A few days ago I mentioned how three reactions of alkynes were kind of “weird” – hydration, oxymercuration, and hydroboration.
Today, let’s dig into that a bit.
In each of these three reactions, we break a carbon-carbon Pi bond and form a carbon-oxygen single bond and a carbon hydrogen single bond.
In the case of hydration (H3O+) and oxymercuration (HgSO4, H2O) the addition is “Markovnikoff”.
In the case of hydroboration (1. BH3, 2. H2O2/NaOH) the reaction is “anti-Markovnikoff”.
So far so good.
Notice how we have an alkene attached to an alcohol? We call these species “enols”.
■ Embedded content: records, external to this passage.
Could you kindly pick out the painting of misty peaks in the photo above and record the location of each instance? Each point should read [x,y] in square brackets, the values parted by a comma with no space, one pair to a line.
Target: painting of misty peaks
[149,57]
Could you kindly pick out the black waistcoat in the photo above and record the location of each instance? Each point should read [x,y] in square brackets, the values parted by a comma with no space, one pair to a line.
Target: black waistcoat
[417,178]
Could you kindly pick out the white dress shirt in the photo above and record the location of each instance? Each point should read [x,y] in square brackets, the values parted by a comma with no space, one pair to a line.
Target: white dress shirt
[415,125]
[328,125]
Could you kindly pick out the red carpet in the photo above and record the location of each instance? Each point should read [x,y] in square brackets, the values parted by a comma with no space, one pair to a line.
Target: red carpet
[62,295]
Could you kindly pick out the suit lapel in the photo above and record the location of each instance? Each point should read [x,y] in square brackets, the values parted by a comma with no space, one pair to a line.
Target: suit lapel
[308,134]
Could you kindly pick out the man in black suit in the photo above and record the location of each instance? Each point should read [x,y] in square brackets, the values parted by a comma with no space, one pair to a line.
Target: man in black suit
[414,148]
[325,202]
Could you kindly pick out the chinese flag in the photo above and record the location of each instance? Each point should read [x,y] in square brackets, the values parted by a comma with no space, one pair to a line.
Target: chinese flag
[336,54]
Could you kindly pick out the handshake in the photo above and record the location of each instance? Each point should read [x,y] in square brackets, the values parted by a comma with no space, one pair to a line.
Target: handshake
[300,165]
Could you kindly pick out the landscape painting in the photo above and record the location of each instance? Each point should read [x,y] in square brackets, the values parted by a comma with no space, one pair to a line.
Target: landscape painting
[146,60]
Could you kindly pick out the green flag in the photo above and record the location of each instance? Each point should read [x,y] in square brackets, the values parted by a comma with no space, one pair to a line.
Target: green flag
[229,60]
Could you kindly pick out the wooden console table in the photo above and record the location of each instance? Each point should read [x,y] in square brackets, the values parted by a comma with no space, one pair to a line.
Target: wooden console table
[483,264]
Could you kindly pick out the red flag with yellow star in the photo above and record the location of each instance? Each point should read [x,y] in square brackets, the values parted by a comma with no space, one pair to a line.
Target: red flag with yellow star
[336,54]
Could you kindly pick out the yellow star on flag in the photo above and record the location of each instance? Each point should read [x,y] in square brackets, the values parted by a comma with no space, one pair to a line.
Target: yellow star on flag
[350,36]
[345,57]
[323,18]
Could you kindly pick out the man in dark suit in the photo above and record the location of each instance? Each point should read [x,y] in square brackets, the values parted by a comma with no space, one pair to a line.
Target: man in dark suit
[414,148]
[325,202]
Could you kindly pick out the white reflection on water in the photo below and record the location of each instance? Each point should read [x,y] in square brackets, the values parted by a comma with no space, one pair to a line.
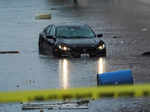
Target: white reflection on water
[101,65]
[63,72]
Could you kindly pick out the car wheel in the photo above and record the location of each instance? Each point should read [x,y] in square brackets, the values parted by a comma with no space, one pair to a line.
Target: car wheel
[56,54]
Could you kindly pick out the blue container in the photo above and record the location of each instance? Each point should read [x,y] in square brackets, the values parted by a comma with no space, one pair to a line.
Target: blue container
[115,78]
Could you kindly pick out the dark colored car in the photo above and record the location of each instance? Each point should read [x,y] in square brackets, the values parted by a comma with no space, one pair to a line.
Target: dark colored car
[71,40]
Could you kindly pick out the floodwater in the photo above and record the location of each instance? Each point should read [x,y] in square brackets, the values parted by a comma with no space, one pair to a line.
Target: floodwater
[19,30]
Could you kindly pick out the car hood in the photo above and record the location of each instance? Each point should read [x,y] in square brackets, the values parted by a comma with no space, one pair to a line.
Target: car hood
[88,42]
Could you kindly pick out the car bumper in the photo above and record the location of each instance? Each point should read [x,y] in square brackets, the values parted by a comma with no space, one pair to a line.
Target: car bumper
[93,52]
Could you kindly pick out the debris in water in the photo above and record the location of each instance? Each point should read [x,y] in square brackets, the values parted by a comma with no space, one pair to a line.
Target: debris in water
[9,52]
[116,37]
[146,53]
[60,106]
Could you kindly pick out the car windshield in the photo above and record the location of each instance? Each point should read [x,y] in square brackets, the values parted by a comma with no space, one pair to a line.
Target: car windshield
[74,32]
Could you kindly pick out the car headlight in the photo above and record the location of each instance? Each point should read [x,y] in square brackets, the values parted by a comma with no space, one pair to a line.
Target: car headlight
[64,48]
[100,47]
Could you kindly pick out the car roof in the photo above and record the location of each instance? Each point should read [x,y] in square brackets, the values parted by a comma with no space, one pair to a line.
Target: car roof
[70,24]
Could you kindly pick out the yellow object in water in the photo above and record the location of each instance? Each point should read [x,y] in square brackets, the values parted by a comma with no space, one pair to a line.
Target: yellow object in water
[43,16]
[76,93]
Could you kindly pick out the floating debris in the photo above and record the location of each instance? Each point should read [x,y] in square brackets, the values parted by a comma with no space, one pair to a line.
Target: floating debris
[9,52]
[43,16]
[60,106]
[146,53]
[144,29]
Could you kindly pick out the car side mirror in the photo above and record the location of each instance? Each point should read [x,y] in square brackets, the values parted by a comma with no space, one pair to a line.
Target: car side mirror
[49,37]
[99,35]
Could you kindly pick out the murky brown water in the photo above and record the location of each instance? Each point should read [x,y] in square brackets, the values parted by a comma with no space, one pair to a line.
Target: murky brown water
[28,70]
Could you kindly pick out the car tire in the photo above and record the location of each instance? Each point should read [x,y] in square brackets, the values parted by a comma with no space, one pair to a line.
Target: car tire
[56,54]
[43,46]
[76,55]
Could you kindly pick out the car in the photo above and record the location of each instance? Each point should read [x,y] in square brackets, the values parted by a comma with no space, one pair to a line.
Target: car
[71,40]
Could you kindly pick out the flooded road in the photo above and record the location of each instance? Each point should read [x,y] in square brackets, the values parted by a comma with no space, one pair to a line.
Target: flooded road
[127,19]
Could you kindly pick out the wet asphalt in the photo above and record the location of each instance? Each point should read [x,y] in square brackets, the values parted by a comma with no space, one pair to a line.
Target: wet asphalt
[19,30]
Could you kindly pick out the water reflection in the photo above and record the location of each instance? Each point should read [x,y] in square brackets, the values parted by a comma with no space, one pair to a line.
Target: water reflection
[101,65]
[63,73]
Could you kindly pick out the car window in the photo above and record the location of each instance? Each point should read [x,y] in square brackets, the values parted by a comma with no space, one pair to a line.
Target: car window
[48,29]
[52,32]
[74,32]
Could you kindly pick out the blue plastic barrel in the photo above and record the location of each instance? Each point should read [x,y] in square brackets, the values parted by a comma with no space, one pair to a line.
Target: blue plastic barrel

However, there’s an extra wrinkle to the chemistry of these compounds that is just touched on in Org 1. We go into it in a lot more detail in Org 2.
Enols don’t tend to be very stable. They exist in an equilibrium with a constitutional isomer (remember – same formula, different connectivity). If you move a proton from the O to the C, and break C-C (pi) and form C-O (pi), you get a different functional group – a carbonyl.
We call this the “keto” form.
And the transformation of the enol into the keto form goes by the name “tautomerism”.
Tautomerism is a spontaneous process. There’s little that can be done to stop it. What this means is that as soon as the enol is formed, it will be transformed into its more stable keto form.
What that means for each of the three species above, is that they will be converted into ketones (the first two) and an aldehyde (the last one).
So in the cases we went through here, oxymercuration and hydration are a way to make ketones from alkynes. And hydroboration is a way to make aldehydes from alkynes.
You probably haven’t learned many ways of making aldehydes/ketones yet (besides ozonolysis) so this should come in handy for synthesis problems if it’s given to you.
Thanks for reading! James
PS Note how we always start with a terminal alkyne in these examples? One end of the alkyne is bonded to C and one is bonded to H? If we don’t use a terminal alkyne in this process, both ends of the alkyne are “equally substituted”. So we can’t have Markovnikoff selectivity, we’ll end up getting a mixture of products.